Fully 3D Simulation of Hydraulic Fracture Propagation in Naturally Fractured Reservoirs Using Displacement Discontinuity Method

The shape, size, and orientation of natural fractures significantly impact the geometry of hydraulic fractures in unconventional reservoirs, such as shale gas/oil, tight gas, and enhanced geothermal system. The behaviors after the hydraulic fracture encounters natural fractures have been summarized as crossing, diverting, step over, and stopping based on a great number of numerical and experimental analysis with plain strain assumptions. However, under practical situations, the geometries of natural and hydraulic fractures are much more complex than the vertical and rectangular shape assumed by 2D models. The experimental studies on the role of height and inclination of natural fractures have revealed some other phenomena (e.g., bypassing process that the fluid-driven hydraulic fracture propagates up the back side of the natural fracture), which are unable to be captured in 2D. To better describe the intersection behaviors among different kind of fractures, a fully 3D model based on the displacement discontinuity method (DDM) is developed on top of our previous models, which only considered the propagation of hydraulic fractures.

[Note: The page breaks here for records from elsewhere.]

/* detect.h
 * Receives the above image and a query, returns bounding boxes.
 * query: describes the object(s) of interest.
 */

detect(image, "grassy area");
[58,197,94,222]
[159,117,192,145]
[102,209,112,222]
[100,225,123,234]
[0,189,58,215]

A novel crossing criterion to judge whether the hydraulic fracture will cross the cemented natural fracture in 3D is proposed. The successive node snapping scheme is adopted to construct conforming meshes for the evolving intersected curves between hydraulic and natural fracture surfaces, which only alters the location of a small fraction of nodes without changing the nodal connectivity. With this model, the evolution of fracture geometry after the hydraulic fracture intersects with the natural fractures of different toughness, size, orientation, and number is investigated. Because an extra dimension is considered, the fractures are allowed to propagate in more directions, resulting in a series of complex fracture geometries. The dynamic grid evolution method proposed in this work can promote the development of DDM in modeling fully 3D fracture networks in naturally fractured reservoirs.